His mother: an enigma. Long gone by the time he could walk.
His father: a well-meaning loser who paid for his greatest
moment of courage when a bullet splattered his brains across
a grimy alley wall. His teacher. A gruff, foul-mouthed warrior
who showed him the beauty in his dark world, then dismissed
him as a wretched failure. His love life? Nothing short of
disastrous. He's got all the makings of a villain. He's a
natural born rascal. A mischief-maker, a scrapper. He's a
liar, who wears a mask to betray the solemn oath he made to
his father a thousand times. He's a dangerous adept, gifted
with a nearly superhuman talent for violence. He's a loner,
a sinner, a lawyer who breaks the law. And the there's that
wicked temper of his.
He's got
every excuse in the world. And within him are the makings.
But Matt Murdock is no villain. And no victim. There's something
strong inside him, passed from unknown mother and doomed father
to son. Something tested by tragedy. Tempered by conscience.
Honed by discipline. Something that holds back the bloodthirsty
beast within and forces it to serve the cause of justice.
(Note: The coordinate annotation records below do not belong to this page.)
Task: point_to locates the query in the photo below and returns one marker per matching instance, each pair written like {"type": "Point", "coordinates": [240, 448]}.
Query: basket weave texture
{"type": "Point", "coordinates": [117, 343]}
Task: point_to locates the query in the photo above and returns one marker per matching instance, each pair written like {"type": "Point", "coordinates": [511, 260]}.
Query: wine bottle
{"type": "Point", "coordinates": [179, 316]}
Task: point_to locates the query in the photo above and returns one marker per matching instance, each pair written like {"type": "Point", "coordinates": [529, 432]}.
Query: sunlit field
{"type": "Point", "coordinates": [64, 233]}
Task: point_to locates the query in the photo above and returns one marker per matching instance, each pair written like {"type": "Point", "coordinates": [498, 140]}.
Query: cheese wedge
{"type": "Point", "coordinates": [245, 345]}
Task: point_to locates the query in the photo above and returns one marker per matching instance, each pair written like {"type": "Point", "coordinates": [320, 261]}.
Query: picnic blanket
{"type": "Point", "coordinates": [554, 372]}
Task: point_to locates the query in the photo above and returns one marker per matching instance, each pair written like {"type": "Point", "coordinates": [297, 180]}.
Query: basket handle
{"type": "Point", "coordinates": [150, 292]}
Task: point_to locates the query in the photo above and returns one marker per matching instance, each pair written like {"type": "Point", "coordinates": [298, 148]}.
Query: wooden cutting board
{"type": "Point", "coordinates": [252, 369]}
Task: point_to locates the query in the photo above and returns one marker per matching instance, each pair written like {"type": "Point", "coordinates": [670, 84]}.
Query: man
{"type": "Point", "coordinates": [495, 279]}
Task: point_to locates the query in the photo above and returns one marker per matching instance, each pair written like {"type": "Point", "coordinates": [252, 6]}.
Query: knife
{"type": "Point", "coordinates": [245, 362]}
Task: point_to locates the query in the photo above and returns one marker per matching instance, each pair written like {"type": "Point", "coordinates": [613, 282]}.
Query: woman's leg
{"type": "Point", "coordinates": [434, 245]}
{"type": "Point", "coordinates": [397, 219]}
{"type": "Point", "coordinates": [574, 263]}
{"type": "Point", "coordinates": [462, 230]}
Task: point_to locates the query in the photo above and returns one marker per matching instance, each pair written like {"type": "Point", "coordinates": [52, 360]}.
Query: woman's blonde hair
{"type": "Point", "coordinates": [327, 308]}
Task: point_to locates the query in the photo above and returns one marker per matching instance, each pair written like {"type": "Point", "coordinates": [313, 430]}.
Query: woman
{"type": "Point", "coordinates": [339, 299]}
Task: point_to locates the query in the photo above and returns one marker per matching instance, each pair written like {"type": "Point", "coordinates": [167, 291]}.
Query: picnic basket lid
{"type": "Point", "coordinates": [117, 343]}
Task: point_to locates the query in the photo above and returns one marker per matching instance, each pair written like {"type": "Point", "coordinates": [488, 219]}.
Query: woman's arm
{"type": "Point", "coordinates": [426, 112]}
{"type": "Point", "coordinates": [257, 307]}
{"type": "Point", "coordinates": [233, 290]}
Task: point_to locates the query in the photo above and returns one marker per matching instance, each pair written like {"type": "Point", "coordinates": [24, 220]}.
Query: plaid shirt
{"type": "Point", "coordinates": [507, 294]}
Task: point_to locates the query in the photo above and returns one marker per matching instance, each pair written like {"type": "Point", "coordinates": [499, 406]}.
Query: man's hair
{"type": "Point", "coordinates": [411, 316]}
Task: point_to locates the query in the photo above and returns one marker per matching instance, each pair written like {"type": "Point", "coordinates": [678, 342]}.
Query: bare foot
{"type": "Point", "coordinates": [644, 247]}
Most of the time, anyway. Of course his quest is a tortured
one, fraught with failure and guilt and pain. It has to ne
that way. Nothing ever comes easy for Matt Murdock. But every
ordeal is another step in his crooked path from naughty little
street kid to improbably champion. A tortured quest. One that
leaves him far from perfect. He may never join the holy order
his teacher hinted at. But he will do the best he can, this
hero.
He'll
fight the bullies till the day he dies.
Life doesn't
always go like you planned it. I've got a pretty good job,
still single with no kids (to my knowledge) and my apartment
doesn't allow pets but I still strive to be the best me I
can be. Just like Matt Murdock. And if that's the only lesson
I've learned from reading comics then that's fine by me.